|Ossobuco ala Milanese|
Slow oven braising is perfect for turning tough, but flavorful cuts of meat into amazing, fork tender meals. Veal shanks, in particular, are ideally suited for braising because they’re so high in collagen; the connective tissue breaks down in the moist, low heat of a braise and enriches the sauce like nothing else. Veal shanks, from the front and hind legs, work well in this recipe. There is much written on which is best. The hind shanks, which I used, can weigh a pound or more – are bigger and meatier – and more magnificent on presentation. However, the large size may be too much for one appetite. Whichever you buy, look for shanks that are no less than 1½ inches thick; 2 inches is best.

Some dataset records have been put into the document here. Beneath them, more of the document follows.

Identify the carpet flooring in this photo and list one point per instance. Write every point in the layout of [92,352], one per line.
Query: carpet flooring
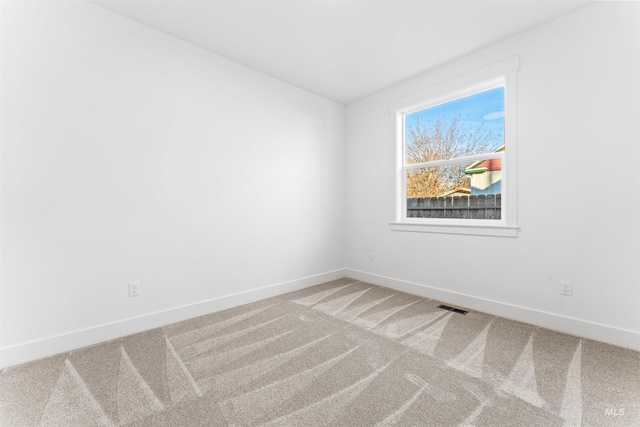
[344,353]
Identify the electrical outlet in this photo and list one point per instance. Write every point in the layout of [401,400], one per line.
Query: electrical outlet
[134,289]
[566,288]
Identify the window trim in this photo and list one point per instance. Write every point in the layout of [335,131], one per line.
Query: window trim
[498,74]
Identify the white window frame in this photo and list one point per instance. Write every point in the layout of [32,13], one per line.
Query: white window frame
[500,74]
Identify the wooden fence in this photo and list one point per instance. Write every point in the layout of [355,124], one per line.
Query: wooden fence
[466,207]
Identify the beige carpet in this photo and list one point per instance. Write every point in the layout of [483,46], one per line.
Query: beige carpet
[344,353]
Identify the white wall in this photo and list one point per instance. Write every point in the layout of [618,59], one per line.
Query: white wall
[578,189]
[129,155]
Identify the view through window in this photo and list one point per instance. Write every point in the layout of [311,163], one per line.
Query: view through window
[454,157]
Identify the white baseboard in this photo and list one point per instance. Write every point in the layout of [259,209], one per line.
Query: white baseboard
[33,350]
[582,328]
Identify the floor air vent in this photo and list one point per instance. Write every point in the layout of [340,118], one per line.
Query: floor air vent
[454,309]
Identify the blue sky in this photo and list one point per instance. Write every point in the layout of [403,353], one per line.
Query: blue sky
[485,108]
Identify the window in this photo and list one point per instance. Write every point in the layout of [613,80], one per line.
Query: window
[455,155]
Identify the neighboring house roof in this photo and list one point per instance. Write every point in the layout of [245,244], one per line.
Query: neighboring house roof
[485,165]
[458,191]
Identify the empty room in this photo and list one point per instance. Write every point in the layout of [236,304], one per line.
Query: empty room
[305,213]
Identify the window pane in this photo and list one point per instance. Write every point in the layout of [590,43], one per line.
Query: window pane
[460,191]
[464,127]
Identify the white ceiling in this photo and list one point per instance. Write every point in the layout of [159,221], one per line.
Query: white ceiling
[341,50]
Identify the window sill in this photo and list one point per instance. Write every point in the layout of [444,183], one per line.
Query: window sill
[472,230]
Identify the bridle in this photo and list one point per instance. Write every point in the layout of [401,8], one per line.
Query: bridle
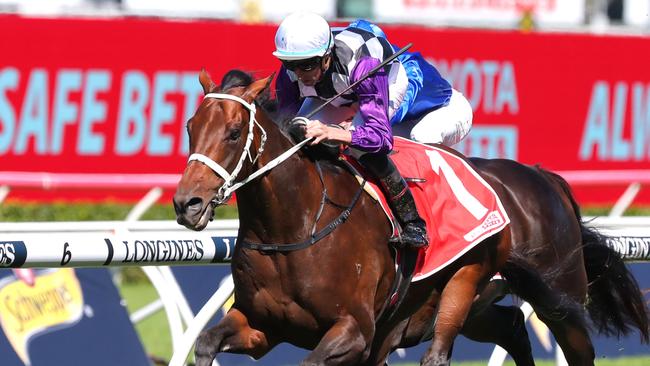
[230,186]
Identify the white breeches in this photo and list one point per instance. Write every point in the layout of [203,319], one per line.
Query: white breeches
[447,125]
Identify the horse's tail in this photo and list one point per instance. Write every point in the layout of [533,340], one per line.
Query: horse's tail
[615,302]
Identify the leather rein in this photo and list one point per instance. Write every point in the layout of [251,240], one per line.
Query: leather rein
[229,186]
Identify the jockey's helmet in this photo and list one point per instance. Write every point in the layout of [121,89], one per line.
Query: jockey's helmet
[302,35]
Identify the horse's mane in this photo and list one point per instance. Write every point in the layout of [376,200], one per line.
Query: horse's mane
[238,78]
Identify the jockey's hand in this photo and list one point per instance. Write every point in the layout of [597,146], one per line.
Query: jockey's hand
[322,132]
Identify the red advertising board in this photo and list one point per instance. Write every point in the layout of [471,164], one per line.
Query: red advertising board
[113,95]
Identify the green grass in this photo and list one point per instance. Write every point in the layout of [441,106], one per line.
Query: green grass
[154,331]
[623,361]
[16,211]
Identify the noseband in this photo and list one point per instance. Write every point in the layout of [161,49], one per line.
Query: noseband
[230,186]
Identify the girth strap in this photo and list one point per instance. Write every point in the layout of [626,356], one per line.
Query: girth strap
[315,237]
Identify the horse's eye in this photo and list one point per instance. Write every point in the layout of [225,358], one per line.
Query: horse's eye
[234,134]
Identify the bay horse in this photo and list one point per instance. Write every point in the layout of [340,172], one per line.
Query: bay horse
[313,267]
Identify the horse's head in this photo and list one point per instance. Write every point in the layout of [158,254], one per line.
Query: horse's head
[223,139]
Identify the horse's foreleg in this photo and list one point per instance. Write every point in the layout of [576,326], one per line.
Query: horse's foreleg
[455,301]
[343,344]
[232,334]
[502,325]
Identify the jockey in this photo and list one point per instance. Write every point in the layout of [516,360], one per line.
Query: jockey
[318,63]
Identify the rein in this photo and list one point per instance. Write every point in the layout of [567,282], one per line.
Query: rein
[315,237]
[230,186]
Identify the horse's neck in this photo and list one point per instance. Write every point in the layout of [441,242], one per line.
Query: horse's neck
[281,204]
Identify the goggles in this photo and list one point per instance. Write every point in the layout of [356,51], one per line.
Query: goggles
[304,65]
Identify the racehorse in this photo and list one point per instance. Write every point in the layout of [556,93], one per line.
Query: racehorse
[312,265]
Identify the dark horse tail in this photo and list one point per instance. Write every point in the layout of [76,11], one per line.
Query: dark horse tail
[615,302]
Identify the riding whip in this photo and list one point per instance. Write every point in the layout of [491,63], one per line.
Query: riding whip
[371,72]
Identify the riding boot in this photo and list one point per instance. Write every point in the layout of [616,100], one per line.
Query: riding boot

If they’re too thin, they’ll braise too quickly and therefore won’t release enough collagen to make the sauce as exquisite as it should be.
To serve 4-6 people, you will need at least 4 large meaty veal shanks, about 3½ pounds total. Generously season both sides of shanks with salt and pepper. Pour ½ C all-purpose flour into a shallow dish. One at a time, roll the shanks around in the flour to coat, and shake and pat the shank to remove any excess flour. Discard remaining flour.
|After browning the veal shank|
Discard any fat from the pot. Add 1 Tb olive oil, and then add 1 medium onion, chopped, 1 medium carrot, chopped, 1 stalk celery with leaves, chopped and 1 small fennel bulb, trimmed, cored and chopped. Season with salt and pepper and cook until the vegetables begin to soften and caramelize, about 5 minutes. Be sure to scrape the brown bits from the bottom and sides of the pot with a spoon or rubber scrapper as you go, so that the stuff does not burn and flavor the mixture.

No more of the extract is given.